Oh, I miss him. Writing about him brings him back. His spirit, his essence, a flash of memory, the sound of his voice. But it’s all so inadequate, compared with the real thing, with my living son. If I could have him with me for one more hour, what would I do? Cut off my arm, certainly. Give my life. I would do that, if I could see Paul again.

We gave our marriage. You realize that, don’t you? Losing Paul made it impossible for us to exist. He died, and we became ghosts. I can sit here and examine what happened. Daniel, my drinking, you disappearing on assignment and even when you were home. But that’s just any old long marriage. People get tired—of their lives, themselves, each other. When a child dies, though, that’s another story. That’s the sky being torn and the earth’s crust being rent, a new plague that affects only your family, and knowing that until you yourself die, every minute will be filled with agony. I was shocked to realize this excruciating pain was made worse by looking into your eyes. Not just because you and he have/had the same eyes, although there is that—but because you gazed upon him as he came out of my womb, took him from the doctor and held him before anyone else, handed him to me. So after the plane crash, when I looked into your sad, hollow eyes, I saw the reflection of that moment and so many that followed. I saw our boy’s life, and that life is no more. And I just couldn’t stand it. It made me, forgive me, unable to look at you.

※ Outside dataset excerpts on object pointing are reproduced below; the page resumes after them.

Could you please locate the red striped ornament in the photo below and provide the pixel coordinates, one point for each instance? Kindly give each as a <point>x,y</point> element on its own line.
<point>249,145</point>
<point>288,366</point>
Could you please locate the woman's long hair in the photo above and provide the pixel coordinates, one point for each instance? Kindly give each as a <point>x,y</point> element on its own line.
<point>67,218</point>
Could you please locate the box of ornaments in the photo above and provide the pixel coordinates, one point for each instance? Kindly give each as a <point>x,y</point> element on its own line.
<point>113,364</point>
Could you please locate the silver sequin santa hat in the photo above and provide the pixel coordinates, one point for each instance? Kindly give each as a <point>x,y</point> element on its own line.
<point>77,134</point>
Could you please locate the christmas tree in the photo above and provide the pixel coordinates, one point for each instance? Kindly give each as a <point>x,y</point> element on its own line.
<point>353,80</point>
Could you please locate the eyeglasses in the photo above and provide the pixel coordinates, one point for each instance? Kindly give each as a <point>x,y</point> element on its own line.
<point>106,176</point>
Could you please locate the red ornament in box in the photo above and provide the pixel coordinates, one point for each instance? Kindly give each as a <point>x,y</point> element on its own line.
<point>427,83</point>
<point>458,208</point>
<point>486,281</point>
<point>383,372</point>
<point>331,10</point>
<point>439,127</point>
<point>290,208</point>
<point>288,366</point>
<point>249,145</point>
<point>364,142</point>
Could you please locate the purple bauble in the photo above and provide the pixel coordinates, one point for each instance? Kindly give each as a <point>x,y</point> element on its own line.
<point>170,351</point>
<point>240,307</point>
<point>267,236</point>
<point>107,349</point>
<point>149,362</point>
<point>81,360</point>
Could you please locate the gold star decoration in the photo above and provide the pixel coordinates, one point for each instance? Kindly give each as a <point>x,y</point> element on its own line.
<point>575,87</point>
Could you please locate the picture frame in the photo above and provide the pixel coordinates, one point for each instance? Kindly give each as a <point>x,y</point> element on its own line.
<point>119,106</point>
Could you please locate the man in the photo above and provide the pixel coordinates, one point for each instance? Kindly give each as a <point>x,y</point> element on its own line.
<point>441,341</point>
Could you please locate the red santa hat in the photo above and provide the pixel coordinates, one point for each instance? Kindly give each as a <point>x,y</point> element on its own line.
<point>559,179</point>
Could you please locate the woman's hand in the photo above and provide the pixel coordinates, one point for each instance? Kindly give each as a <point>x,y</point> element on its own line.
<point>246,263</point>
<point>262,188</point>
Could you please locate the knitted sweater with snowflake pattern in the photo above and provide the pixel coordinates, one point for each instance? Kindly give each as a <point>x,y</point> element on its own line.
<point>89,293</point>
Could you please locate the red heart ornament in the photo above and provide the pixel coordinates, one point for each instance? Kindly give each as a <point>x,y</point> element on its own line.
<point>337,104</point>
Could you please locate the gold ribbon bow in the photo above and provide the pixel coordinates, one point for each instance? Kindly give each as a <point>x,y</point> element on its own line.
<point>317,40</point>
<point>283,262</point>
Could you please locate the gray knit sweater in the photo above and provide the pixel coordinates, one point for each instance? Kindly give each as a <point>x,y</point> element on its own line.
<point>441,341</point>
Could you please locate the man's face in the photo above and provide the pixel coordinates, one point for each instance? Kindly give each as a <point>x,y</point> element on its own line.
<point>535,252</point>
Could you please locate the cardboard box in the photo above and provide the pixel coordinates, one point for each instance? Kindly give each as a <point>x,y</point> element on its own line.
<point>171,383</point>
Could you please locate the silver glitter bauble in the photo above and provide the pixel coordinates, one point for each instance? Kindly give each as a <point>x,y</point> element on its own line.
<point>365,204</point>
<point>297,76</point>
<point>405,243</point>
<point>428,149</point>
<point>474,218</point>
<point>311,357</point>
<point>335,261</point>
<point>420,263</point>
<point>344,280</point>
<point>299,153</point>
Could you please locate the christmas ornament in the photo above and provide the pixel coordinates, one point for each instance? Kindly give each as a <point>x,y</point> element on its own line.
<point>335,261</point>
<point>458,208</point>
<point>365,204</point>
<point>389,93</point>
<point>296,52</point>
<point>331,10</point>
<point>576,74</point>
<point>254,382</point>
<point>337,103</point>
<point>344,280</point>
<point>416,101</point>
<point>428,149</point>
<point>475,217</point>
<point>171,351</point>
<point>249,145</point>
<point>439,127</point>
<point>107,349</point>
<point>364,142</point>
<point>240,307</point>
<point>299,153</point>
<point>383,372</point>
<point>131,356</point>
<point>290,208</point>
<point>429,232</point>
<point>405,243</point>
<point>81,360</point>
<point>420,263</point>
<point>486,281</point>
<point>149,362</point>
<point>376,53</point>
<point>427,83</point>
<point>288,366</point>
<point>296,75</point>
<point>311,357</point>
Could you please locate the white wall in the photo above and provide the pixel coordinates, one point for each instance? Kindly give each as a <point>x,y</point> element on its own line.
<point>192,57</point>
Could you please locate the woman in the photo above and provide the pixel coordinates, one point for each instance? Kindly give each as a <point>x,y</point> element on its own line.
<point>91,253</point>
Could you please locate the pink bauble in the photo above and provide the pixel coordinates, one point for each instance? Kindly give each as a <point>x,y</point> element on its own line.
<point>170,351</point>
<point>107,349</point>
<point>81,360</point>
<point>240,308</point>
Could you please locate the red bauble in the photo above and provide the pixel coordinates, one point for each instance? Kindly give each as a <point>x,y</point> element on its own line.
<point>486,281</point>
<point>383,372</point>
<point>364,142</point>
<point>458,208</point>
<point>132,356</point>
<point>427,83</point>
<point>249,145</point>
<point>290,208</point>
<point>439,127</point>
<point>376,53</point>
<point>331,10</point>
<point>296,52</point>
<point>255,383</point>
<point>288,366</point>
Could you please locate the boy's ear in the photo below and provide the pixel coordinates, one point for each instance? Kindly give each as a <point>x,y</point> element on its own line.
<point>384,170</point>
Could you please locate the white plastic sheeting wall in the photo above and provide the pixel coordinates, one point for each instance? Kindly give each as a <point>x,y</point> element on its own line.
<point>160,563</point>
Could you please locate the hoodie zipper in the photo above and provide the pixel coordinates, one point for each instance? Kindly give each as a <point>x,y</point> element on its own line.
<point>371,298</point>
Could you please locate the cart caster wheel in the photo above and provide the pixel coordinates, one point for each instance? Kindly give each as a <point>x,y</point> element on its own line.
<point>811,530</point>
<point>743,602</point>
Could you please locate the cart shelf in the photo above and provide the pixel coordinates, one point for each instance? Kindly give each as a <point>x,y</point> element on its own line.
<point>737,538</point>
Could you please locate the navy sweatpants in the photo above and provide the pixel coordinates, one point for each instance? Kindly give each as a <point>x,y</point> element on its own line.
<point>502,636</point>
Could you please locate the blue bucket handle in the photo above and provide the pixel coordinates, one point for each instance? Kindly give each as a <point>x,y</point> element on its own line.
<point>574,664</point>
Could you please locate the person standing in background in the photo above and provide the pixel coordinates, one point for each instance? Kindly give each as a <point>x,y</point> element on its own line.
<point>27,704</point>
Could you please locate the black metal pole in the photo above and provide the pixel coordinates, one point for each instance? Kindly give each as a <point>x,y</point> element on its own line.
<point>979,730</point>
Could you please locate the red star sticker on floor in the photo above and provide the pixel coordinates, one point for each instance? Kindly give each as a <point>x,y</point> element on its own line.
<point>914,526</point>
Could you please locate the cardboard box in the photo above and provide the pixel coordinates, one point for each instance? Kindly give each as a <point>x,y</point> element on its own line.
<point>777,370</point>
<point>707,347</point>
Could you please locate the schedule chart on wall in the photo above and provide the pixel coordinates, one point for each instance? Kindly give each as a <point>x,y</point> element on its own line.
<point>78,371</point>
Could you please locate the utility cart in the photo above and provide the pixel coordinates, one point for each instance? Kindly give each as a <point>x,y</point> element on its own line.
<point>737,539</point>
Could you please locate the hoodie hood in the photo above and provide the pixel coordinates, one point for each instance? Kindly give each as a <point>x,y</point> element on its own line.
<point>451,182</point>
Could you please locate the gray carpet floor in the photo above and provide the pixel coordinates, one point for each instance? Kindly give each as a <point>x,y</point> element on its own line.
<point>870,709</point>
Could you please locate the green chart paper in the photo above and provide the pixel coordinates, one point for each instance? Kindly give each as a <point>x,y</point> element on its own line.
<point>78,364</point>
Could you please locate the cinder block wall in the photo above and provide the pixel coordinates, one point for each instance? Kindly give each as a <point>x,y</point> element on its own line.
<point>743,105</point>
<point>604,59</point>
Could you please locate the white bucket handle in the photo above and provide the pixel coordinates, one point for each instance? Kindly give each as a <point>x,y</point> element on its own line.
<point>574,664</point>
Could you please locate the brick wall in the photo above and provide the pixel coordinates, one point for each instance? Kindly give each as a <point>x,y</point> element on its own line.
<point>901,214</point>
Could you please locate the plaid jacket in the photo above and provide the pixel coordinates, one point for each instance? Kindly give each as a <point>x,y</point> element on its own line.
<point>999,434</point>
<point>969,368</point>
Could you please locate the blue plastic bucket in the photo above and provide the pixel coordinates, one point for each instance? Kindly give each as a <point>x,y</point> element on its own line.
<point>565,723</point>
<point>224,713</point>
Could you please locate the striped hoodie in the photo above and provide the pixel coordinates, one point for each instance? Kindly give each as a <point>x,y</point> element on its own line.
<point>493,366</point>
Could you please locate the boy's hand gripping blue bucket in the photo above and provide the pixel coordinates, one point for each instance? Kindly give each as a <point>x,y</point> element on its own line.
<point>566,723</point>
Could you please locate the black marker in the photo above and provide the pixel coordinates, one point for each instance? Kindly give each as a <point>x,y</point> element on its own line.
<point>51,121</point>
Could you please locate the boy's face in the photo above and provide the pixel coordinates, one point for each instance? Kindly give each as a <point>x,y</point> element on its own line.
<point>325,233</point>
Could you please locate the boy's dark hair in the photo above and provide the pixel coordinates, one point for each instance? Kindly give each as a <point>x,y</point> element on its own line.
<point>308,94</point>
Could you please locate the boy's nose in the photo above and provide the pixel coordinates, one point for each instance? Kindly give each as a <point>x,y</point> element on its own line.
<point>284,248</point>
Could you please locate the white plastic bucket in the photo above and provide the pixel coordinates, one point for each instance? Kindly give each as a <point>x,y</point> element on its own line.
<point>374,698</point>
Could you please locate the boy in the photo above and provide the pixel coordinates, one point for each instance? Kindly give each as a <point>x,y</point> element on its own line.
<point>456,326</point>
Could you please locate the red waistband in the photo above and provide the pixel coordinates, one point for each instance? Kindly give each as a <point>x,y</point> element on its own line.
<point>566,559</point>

Enough. I never want to talk about this again.

 

 

I’m back. After I wrote that part about kittens and puppies, I realized I hadn’t seen Cat in a few hours. She’s so skittish and feral, and she can hide so completely, days can go by without my seeing her. But the weather is brutal right now, and I wanted to make sure she hadn’t slipped out through one of the cracks.

She was curled up in my sweater drawer. I’ve gotten to know her favorite places, like under the quilt on my bed, so flattened against the mattress no one would ever guess she was there. And, when I’m not burning wood in the fireplace, she likes to jump up into the chimney and hide on the smoke shelf. I always have to look up into the flue with a flashlight before starting the fire to make sure she’s not there. The other day I shined the beam up into the stone chimney, and there were two yellow eyes glowing down at me.

 

 

She’s lying beside me now, curled up under the covers, just out of reach of my feet. She likes to be close, but she doesn’t like me to touch her. I’m writing this from bed, because it’s bone-chillingly cold and damp, and because I’m imagining you in Alaska where it’s probably three times colder than this. Do you remember how I used to feel what you were feeling? It was spooky, but when you were near the equator I’d get a fever, and when you went north or far south, when you were near the poles, I’d start shivering and have to put on a sweater.